Queue A has two elements but Queue B empty, still wait
-------------------
|     |  Y  |  X  |   QUEUE A
-------------------

-------------------
|     |     |     |   QUEUE B
-------------------


Both queue has item in it, consume one from each queue.
-------------------
|     |  Y  |  X  |   QUEUE A
-------------------

-------------------
|     |     |  Z  |   QUEUE B
-------------------


Now, Queue B empty again, wait ...
-------------------
|     |     |  Y  |   QUEUE A
-------------------

-------------------
|     |     |     |   QUEUE B
-------------------

Upvotes: 2

Views: 255

Answers (2)

icza
icza

Reputation: 418435

Receiving from 2 channels is not atomic. You can check the number of elements queued in a channel's buffer using the builtin len() function, but you can't do a 2-channel atomic receive.

Meaning by the time you receive a value from one channel, the other channel might not be ready to receive from (e.g. another goroutine might already have received from it).

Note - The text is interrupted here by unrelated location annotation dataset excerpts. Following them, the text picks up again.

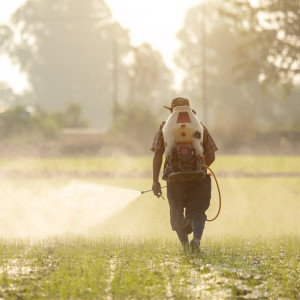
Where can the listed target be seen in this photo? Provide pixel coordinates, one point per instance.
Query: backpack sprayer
(183, 138)
(219, 192)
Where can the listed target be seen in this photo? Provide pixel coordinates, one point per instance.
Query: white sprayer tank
(183, 127)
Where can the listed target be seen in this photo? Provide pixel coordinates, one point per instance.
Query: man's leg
(199, 200)
(198, 227)
(184, 239)
(177, 219)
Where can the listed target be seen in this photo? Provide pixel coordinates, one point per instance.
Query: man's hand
(156, 188)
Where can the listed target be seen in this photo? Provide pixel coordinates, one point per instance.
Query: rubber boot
(184, 240)
(198, 227)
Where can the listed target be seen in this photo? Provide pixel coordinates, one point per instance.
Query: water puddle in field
(74, 208)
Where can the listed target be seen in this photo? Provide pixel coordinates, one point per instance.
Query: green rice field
(252, 251)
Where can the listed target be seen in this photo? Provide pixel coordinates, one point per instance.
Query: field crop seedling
(251, 252)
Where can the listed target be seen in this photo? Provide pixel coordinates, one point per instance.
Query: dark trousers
(188, 202)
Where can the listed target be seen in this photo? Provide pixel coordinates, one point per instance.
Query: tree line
(240, 60)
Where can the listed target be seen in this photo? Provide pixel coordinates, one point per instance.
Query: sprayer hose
(220, 202)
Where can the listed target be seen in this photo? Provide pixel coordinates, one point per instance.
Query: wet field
(252, 251)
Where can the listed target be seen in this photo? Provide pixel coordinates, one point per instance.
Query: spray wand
(143, 192)
(160, 195)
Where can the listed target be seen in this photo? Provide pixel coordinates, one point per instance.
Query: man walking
(188, 199)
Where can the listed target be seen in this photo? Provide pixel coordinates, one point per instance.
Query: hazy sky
(155, 21)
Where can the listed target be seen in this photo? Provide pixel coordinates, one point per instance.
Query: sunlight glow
(155, 22)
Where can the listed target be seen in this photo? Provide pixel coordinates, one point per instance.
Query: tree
(150, 79)
(7, 97)
(225, 98)
(270, 44)
(65, 47)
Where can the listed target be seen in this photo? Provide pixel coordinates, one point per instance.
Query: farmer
(194, 197)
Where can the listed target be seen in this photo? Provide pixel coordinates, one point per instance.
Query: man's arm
(157, 162)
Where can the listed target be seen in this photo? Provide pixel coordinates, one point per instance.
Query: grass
(252, 251)
(109, 268)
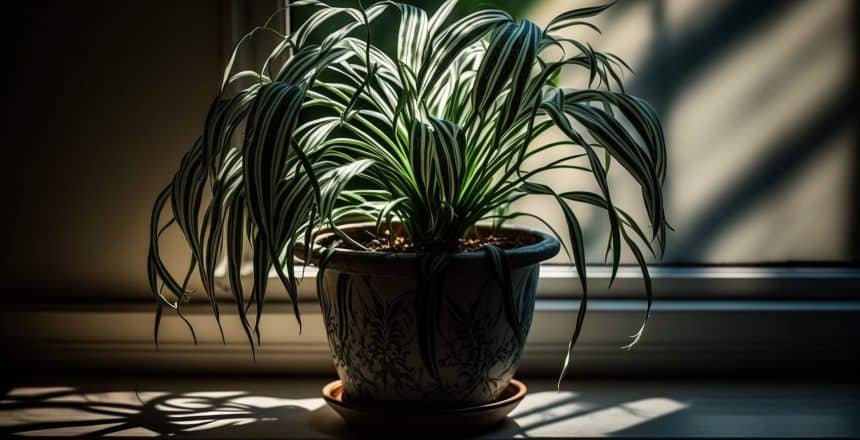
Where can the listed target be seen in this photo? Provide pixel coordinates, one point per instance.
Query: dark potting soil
(402, 243)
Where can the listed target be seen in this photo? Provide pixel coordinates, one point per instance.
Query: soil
(402, 243)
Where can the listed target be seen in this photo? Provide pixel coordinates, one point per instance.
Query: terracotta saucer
(472, 419)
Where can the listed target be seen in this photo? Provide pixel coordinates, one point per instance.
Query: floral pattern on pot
(372, 329)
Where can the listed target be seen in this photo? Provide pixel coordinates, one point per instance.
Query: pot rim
(546, 247)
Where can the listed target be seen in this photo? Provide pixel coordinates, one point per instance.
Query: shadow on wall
(90, 411)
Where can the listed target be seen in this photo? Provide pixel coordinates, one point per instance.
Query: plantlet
(432, 139)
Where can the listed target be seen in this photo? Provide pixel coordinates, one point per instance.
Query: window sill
(689, 337)
(259, 407)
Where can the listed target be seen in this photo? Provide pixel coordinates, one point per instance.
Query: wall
(102, 99)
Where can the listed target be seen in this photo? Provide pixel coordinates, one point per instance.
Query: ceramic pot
(375, 306)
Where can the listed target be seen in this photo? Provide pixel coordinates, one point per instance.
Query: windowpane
(758, 102)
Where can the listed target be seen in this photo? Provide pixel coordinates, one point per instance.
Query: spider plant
(434, 137)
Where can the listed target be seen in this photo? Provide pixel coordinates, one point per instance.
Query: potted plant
(394, 173)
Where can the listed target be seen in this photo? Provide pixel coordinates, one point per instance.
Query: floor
(208, 407)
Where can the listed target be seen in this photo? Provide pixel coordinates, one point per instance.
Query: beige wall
(105, 97)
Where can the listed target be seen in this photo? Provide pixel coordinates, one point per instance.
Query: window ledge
(701, 337)
(292, 408)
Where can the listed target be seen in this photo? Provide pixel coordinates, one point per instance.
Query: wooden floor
(231, 407)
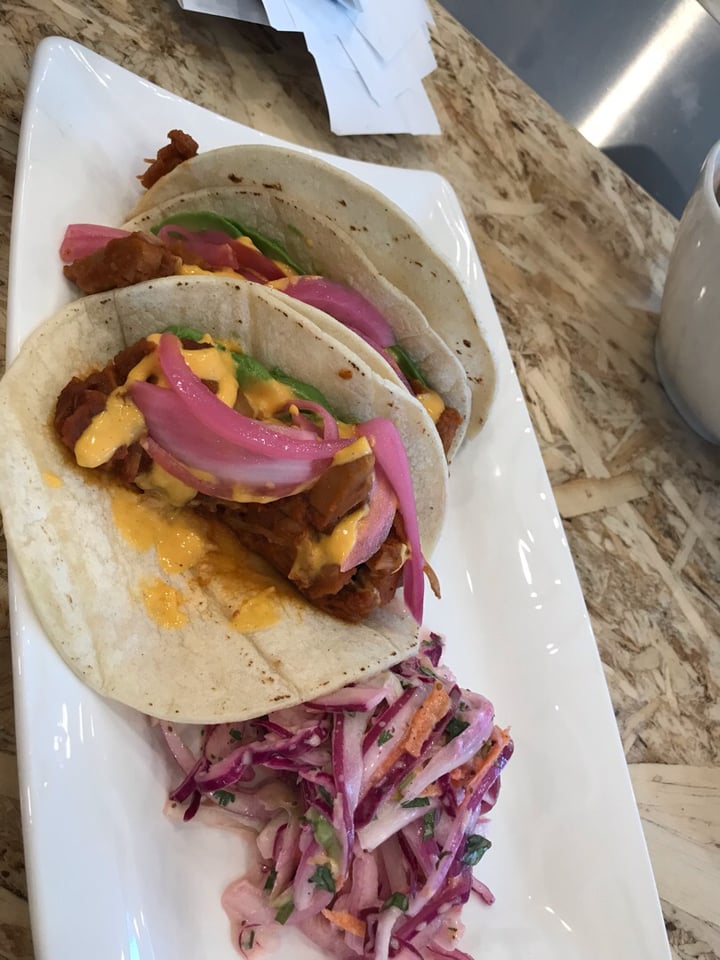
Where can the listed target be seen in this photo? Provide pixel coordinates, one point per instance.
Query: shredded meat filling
(447, 426)
(272, 530)
(181, 148)
(123, 262)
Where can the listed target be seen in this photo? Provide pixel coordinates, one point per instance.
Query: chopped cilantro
(408, 778)
(247, 939)
(224, 797)
(428, 672)
(407, 364)
(429, 825)
(398, 900)
(455, 727)
(323, 878)
(284, 912)
(184, 333)
(475, 847)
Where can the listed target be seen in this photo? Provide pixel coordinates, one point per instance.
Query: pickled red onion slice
(268, 440)
(195, 448)
(376, 524)
(390, 455)
(329, 423)
(82, 239)
(344, 304)
(219, 249)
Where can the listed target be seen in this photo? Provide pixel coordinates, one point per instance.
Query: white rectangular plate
(109, 876)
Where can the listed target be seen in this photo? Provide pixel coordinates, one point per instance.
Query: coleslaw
(369, 808)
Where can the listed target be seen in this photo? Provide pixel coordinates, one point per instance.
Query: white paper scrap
(251, 10)
(386, 79)
(353, 111)
(372, 56)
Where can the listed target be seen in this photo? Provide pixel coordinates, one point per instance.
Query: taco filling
(197, 422)
(189, 242)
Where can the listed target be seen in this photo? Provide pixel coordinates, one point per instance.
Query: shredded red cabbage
(389, 883)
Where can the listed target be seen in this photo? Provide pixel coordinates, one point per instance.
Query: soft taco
(269, 237)
(158, 598)
(386, 234)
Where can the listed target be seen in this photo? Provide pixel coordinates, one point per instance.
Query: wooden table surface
(575, 255)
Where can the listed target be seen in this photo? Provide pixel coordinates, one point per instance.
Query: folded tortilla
(324, 249)
(88, 585)
(386, 234)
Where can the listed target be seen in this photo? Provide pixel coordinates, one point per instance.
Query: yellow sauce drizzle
(163, 604)
(332, 548)
(51, 479)
(433, 403)
(247, 591)
(178, 537)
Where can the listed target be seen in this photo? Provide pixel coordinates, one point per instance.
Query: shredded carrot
(431, 790)
(433, 709)
(470, 773)
(346, 921)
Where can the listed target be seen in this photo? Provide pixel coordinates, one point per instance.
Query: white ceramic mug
(687, 349)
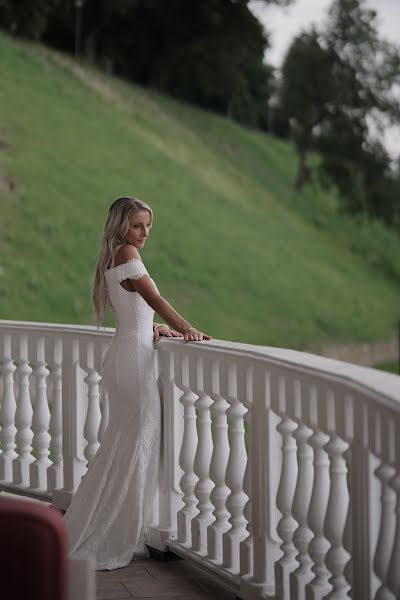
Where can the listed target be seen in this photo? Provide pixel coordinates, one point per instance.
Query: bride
(110, 510)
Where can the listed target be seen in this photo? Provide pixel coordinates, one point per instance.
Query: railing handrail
(381, 385)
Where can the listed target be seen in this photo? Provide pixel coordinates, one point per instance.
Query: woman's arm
(146, 288)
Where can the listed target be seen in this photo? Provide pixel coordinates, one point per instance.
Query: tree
(306, 94)
(334, 85)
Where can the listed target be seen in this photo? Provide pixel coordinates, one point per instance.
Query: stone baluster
(93, 416)
(233, 379)
(55, 471)
(247, 545)
(301, 503)
(336, 514)
(23, 418)
(319, 586)
(386, 530)
(7, 413)
(40, 420)
(393, 576)
(170, 494)
(219, 460)
(201, 465)
(187, 453)
(284, 501)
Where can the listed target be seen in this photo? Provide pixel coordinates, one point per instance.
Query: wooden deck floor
(159, 580)
(175, 580)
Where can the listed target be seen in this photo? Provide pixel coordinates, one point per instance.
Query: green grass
(233, 247)
(391, 367)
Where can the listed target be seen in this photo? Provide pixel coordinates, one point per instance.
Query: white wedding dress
(109, 512)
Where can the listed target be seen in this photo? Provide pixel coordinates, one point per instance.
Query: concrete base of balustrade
(162, 555)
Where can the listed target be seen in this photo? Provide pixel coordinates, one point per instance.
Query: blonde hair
(115, 231)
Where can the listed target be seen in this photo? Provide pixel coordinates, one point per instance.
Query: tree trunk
(302, 172)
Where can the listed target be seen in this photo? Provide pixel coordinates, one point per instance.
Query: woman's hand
(194, 335)
(165, 331)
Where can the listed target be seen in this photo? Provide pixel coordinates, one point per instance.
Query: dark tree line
(334, 81)
(209, 52)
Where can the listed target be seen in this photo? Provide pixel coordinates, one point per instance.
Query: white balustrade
(219, 461)
(271, 458)
(201, 465)
(188, 451)
(23, 417)
(233, 387)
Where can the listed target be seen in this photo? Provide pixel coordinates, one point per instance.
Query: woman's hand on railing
(164, 330)
(194, 335)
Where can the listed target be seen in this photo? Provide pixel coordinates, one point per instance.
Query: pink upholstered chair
(33, 551)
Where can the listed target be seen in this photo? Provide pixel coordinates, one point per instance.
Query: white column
(74, 466)
(219, 461)
(335, 520)
(23, 417)
(201, 465)
(93, 416)
(246, 549)
(55, 471)
(301, 502)
(170, 494)
(386, 530)
(284, 501)
(40, 421)
(7, 413)
(319, 545)
(104, 399)
(233, 389)
(187, 453)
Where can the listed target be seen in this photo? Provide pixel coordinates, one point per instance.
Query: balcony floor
(174, 580)
(150, 578)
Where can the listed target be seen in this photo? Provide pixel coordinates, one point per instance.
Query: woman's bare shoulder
(125, 253)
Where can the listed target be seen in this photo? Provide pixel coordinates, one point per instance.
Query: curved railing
(280, 469)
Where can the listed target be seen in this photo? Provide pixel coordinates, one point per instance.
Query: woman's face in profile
(139, 227)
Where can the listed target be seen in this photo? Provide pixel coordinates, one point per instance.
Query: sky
(284, 23)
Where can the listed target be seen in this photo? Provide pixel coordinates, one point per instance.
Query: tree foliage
(335, 84)
(209, 52)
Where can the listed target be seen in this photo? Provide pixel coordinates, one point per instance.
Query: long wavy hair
(115, 231)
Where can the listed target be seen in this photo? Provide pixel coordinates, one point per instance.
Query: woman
(109, 512)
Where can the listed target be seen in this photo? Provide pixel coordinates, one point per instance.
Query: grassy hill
(233, 248)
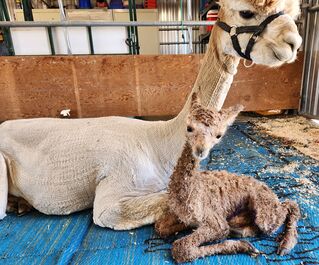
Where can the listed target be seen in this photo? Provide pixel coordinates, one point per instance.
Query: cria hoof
(286, 246)
(250, 249)
(283, 251)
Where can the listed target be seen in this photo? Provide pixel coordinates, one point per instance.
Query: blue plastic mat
(74, 239)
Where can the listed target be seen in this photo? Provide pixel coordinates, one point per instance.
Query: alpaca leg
(245, 231)
(242, 225)
(230, 247)
(269, 213)
(168, 225)
(188, 248)
(289, 240)
(18, 205)
(116, 207)
(3, 186)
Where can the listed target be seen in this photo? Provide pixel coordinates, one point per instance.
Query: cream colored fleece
(119, 166)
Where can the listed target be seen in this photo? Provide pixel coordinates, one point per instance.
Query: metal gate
(309, 104)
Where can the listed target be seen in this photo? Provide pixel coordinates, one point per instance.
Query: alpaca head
(206, 127)
(280, 40)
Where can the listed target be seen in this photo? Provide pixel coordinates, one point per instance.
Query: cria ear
(229, 115)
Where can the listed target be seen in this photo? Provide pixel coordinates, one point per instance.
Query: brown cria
(219, 203)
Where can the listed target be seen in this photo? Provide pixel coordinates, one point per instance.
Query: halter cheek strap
(255, 30)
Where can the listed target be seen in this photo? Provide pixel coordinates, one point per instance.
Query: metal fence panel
(309, 105)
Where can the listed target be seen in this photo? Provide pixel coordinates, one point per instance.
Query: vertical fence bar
(309, 103)
(91, 40)
(137, 45)
(27, 10)
(4, 16)
(131, 28)
(51, 40)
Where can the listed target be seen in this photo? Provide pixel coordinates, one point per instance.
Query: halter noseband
(256, 30)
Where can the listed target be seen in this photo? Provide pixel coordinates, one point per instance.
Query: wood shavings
(297, 131)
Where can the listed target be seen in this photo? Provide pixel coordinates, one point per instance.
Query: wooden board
(92, 86)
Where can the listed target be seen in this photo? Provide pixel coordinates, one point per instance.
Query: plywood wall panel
(92, 86)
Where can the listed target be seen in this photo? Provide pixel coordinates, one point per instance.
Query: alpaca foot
(287, 243)
(184, 253)
(162, 230)
(244, 246)
(18, 205)
(247, 231)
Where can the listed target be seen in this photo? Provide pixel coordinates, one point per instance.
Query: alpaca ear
(229, 115)
(195, 100)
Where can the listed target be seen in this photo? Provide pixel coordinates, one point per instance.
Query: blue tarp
(39, 239)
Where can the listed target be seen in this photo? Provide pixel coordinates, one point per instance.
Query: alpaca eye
(246, 14)
(189, 129)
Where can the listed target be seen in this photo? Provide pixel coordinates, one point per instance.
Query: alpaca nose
(294, 41)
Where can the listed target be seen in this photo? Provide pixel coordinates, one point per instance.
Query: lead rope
(248, 65)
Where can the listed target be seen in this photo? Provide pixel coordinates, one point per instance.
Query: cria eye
(189, 129)
(246, 14)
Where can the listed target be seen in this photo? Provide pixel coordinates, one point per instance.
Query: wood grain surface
(93, 86)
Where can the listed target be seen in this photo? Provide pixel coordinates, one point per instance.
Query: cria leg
(3, 186)
(242, 225)
(245, 231)
(118, 208)
(168, 225)
(189, 248)
(269, 212)
(289, 239)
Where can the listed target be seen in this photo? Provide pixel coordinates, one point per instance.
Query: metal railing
(50, 25)
(309, 103)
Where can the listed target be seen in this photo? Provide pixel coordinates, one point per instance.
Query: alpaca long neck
(215, 76)
(212, 85)
(184, 169)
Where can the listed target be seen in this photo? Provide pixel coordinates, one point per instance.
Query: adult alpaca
(121, 166)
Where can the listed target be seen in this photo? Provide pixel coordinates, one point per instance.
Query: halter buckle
(233, 31)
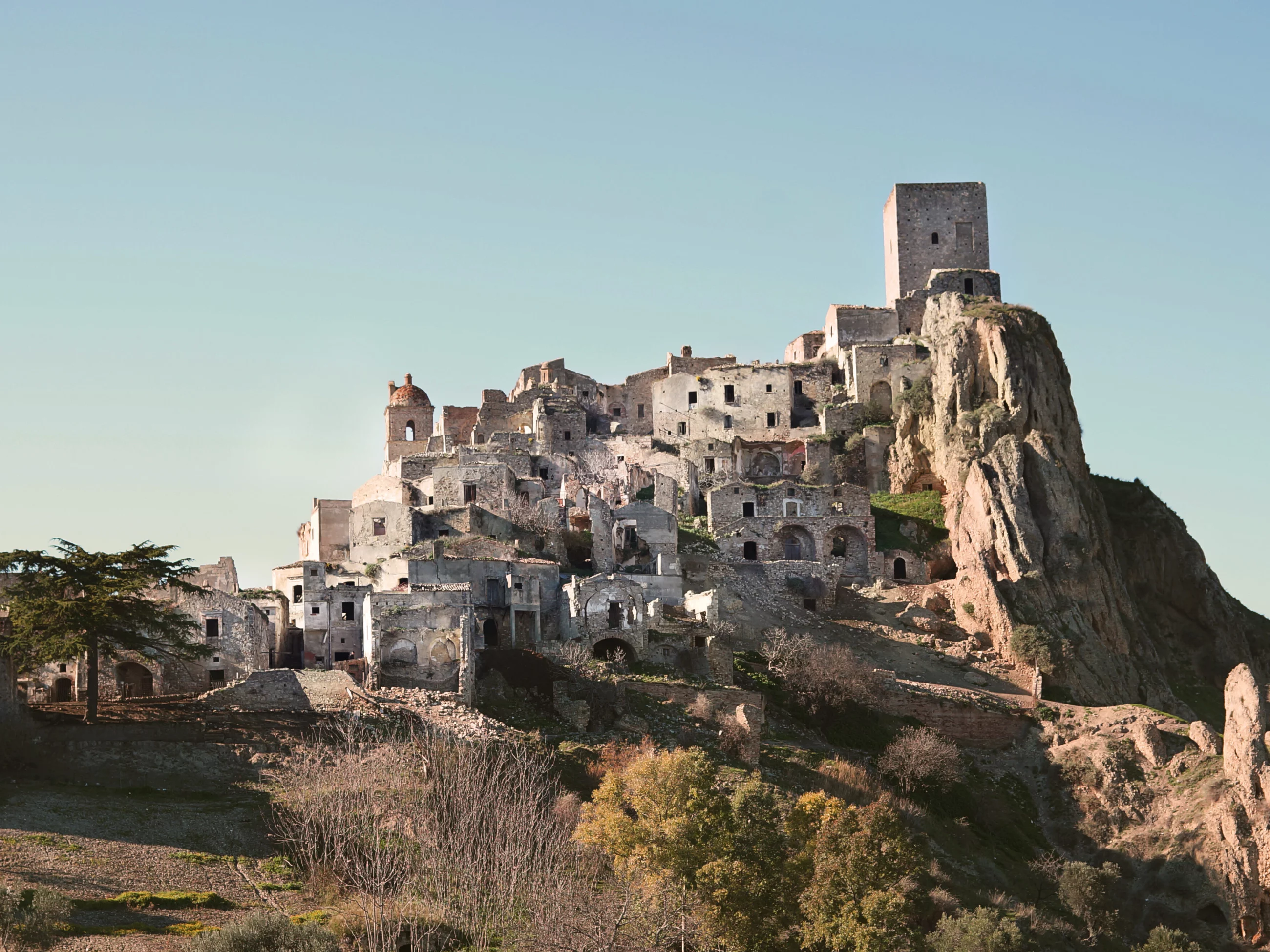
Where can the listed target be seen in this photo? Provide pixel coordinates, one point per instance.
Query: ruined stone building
(551, 513)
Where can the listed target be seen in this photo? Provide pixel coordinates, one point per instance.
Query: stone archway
(134, 680)
(850, 544)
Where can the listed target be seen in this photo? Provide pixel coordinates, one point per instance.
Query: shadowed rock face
(1038, 540)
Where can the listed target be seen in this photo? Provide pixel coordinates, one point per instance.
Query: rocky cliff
(1104, 569)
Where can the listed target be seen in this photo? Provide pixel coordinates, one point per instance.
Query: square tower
(932, 225)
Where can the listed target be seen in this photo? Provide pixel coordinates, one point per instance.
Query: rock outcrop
(1109, 574)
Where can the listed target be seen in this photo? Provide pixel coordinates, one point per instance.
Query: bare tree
(920, 760)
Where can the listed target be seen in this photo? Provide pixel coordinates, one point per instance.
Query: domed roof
(409, 395)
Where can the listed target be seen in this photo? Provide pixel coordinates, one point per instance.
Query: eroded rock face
(1032, 531)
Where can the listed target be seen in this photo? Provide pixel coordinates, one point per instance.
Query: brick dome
(409, 395)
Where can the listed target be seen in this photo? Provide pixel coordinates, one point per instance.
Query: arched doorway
(608, 649)
(134, 681)
(794, 544)
(881, 394)
(850, 544)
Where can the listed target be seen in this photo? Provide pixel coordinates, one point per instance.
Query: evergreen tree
(74, 602)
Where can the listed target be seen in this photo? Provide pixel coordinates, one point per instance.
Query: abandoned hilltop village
(909, 480)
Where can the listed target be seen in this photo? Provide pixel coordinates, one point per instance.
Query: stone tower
(407, 419)
(932, 225)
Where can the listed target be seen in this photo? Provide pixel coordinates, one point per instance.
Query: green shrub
(1037, 646)
(267, 932)
(982, 931)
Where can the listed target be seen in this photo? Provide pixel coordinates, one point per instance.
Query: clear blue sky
(225, 227)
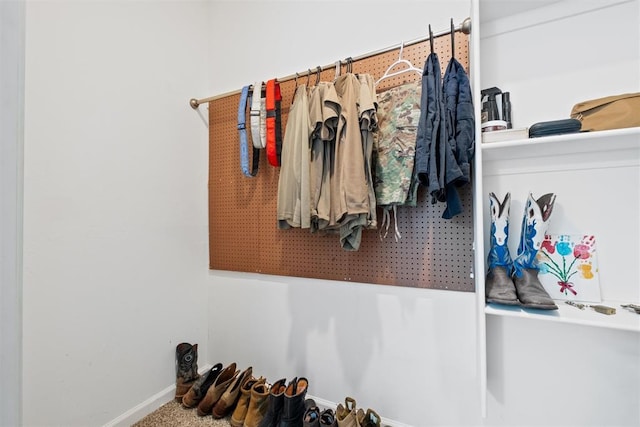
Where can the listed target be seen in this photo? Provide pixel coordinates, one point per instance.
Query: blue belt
(244, 143)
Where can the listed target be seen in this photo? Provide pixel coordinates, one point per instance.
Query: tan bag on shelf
(611, 112)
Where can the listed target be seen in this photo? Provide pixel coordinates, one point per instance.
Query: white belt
(258, 117)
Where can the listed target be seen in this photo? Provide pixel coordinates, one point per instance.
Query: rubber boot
(294, 403)
(530, 291)
(258, 404)
(186, 368)
(276, 402)
(499, 287)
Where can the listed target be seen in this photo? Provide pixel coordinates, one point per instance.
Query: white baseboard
(157, 400)
(148, 406)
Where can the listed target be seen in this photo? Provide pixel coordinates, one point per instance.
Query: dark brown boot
(186, 368)
(294, 407)
(276, 401)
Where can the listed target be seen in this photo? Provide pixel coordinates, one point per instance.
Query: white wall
(11, 155)
(547, 373)
(115, 189)
(407, 353)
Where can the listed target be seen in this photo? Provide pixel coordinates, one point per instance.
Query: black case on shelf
(554, 127)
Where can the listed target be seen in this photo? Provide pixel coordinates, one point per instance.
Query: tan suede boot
(258, 405)
(197, 392)
(368, 419)
(240, 412)
(346, 415)
(229, 398)
(217, 388)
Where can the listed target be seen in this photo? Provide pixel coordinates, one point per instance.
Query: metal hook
(453, 43)
(430, 38)
(349, 63)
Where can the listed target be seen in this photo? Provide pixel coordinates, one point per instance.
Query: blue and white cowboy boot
(530, 291)
(499, 287)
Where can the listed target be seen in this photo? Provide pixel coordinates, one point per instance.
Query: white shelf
(568, 144)
(624, 319)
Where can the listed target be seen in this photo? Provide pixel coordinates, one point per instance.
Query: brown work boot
(240, 412)
(346, 415)
(200, 387)
(276, 401)
(258, 405)
(186, 368)
(217, 388)
(230, 396)
(368, 419)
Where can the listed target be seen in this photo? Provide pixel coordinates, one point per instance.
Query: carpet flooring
(172, 414)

If there is only one goroutine that consumes and processes these values, simply receive a value from both channels, it will block if a value is not ready (if channel is not ready to receive from):

v1 := <- ch1
v2 := <- ch2

// process v1 and v2

Also note that receiving also succeeds if the channel is closed.

Upvotes: 2

TehSphinX
TehSphinX

Reputation: 7440

How about something like this:

type Foo1 struct {}
type Foo2 struct {}

type Combination struct {
    foo1 *Foo1
    foo2 *Foo2
}

func mergeChan(chIn chan *Foo1, chIn2 chan *Foo2, chOut chan *Combination) {
    for foo1 := range chIn {
        chOut <- &Combination{
            foo1: foo1,
            foo2: <-chIn2,
        }
    }
}

Listening to chOut you would always receive combinations from both channels.